State Council of Ceylon Appointed member
- In office 30 April 1938 – 10 January 1939
- Preceded by: Evelyn Charles Villiers
- Succeeded by: Evelyn Charles Villiers

Personal details
- Born: 28 July 1898 Gampola, Sri Lanka
- Died: 1957
- Spouse: Doreen Eleanor née Burmester
- Relations: George Percy (father), Jessie Doris (mother)
- Children: Elizabeth Jessie; Moyra Eleanor; Patricia Benita; Shelagh Ann; Ruth Phoebe;

= R. P. Gaddum =

British politician

Reginald Percy Gaddum (28 July 1898 - 1957) was a tea planter in Ceylon and a member of parliament from 1952 to 1956.

Reginald Percy Gaddum was born in 1898 at Gona Adika Estate in Gampola, the son of George Percy and Jessie Doris.
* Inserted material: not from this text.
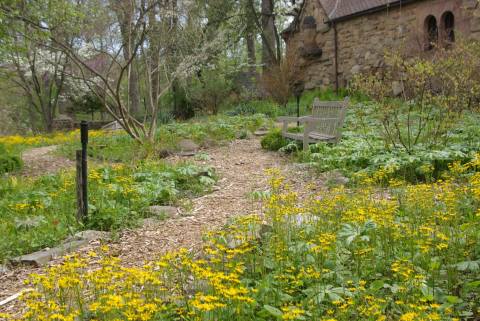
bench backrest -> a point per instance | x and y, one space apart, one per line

His father was an Englishman who had arrived in Ceylon in 1891. Gaddum began his planting career as a "creeper" (Note: A creeper was an individual who was apprenticed to an experienced manager to learn the business of tea planting.) at the age of 15 years. In 1935 he became the youngest Chairman of the Planters' Association of Ceylon, a position in which he served for three years. On 30 April 1938 he was appointed as a member of the 2nd State Council of Ceylon, following the resignation of Evelyn Charles Villiers. In 1939, he became a director of a commercial firm and resigned from the State Council on 10 January.

Gaddum was a keen sportsman, especially in tennis where he teamed up with his brother-in-law to win the national doubles title in three successive years in the early 1920s.

During the First World War he served as a squadron leader of the Royal Air Force.

Gaddum was a nominated member of the second Parliament (1952-1956). He ended his career as Managing Director of Aitken Spence.

Gaddum married Doreen Eleanor née Burmester at St. Paul's Church, Kandy, they had five daughters, Elizabeth Jessie (1923–1990), Moyra Eleanor (1924–2012), Patricia Benita (1926–2013), Shelagh Ann (1928–2004) and Ruth Phoebe (1933–2015).